We have reviewed copies of (i) the Registration Statement; (ii) the Registrant's By-Laws, as amended; (iii) the Registrant's Certificate of Incorporation, as amended; (iv) the form of stock certificate, which is used by the Registrant for the issuance of shares of its Common Stock; (v) the form of subscription rights certificate, which will be used by the Registrant to evidence the Rights; and (vi) certain resolutions of the Board of Directors of the Registrant authorizing the registration and issuance of the Shares and other related matters.

We have also reviewed such other documents and made such other investigations as we have deemed appropriate. As to various questions of fact material to this opinion, we have relied upon statements, representations and certificates of officers or representatives of the Registrant, public officials and others.
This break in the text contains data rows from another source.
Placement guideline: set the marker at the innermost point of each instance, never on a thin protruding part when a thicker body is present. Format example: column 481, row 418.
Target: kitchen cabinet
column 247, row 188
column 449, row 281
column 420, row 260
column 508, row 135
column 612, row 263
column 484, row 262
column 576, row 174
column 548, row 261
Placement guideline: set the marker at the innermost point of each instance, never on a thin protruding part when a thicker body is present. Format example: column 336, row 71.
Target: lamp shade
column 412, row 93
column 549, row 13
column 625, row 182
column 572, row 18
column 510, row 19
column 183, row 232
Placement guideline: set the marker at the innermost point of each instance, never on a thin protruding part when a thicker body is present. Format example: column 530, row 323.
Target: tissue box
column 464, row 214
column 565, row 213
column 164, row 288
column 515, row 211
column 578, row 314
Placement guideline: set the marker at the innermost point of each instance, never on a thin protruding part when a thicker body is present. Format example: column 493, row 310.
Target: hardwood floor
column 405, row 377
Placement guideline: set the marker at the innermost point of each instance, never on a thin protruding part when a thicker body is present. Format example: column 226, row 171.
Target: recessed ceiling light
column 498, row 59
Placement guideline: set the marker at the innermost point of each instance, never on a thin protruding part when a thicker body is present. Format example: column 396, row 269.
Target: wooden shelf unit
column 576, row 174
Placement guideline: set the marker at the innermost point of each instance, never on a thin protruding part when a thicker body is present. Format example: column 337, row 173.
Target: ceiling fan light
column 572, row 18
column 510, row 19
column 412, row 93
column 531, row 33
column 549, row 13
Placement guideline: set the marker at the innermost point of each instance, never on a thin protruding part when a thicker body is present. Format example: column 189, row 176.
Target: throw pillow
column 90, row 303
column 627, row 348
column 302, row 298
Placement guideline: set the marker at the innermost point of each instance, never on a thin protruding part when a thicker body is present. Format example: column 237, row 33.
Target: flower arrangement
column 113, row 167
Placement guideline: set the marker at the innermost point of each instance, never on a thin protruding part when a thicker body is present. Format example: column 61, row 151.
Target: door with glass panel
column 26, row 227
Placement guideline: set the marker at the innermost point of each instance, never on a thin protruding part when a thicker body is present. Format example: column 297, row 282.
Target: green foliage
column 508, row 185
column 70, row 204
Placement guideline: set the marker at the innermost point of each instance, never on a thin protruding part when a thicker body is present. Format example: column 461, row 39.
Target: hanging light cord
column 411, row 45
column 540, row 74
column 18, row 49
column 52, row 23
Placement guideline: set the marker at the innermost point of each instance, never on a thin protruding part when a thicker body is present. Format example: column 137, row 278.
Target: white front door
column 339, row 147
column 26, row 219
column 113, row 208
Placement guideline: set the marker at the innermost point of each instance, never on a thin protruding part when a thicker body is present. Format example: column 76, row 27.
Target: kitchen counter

We have not independently verified the facts so relied on.

Based upon the foregoing, and subject to the qualifications, limitations and assumptions set forth herein, we are of the opinion that (i) the Shares will, when issued and sold in the manner described in the Registration Statement, be legally issued, fully paid and non-assessable, and (ii) when any certificates evidencing the Rights have been duly executed, authenticated, issued and delivered in the manner described in the Registration Statement, the Rights will be legally issued.

We do not express any opinion with respect to any law other than the Business Corporation Law of the State of Nevada. This opinion is rendered only with respect to the laws and legal interpretations and the facts and circumstances in effect on the date hereof.

We hereby consent to the use of this opinion as an exhibit to the Registration Statement and to the use of our name under the caption "Legal Matters" in the Prospectus included in the Registration Statement. In giving this consent, we do not thereby admit that we are within the category of persons whose consent is required under Section 7 of the Act or the rules and regulations promulgated thereunder.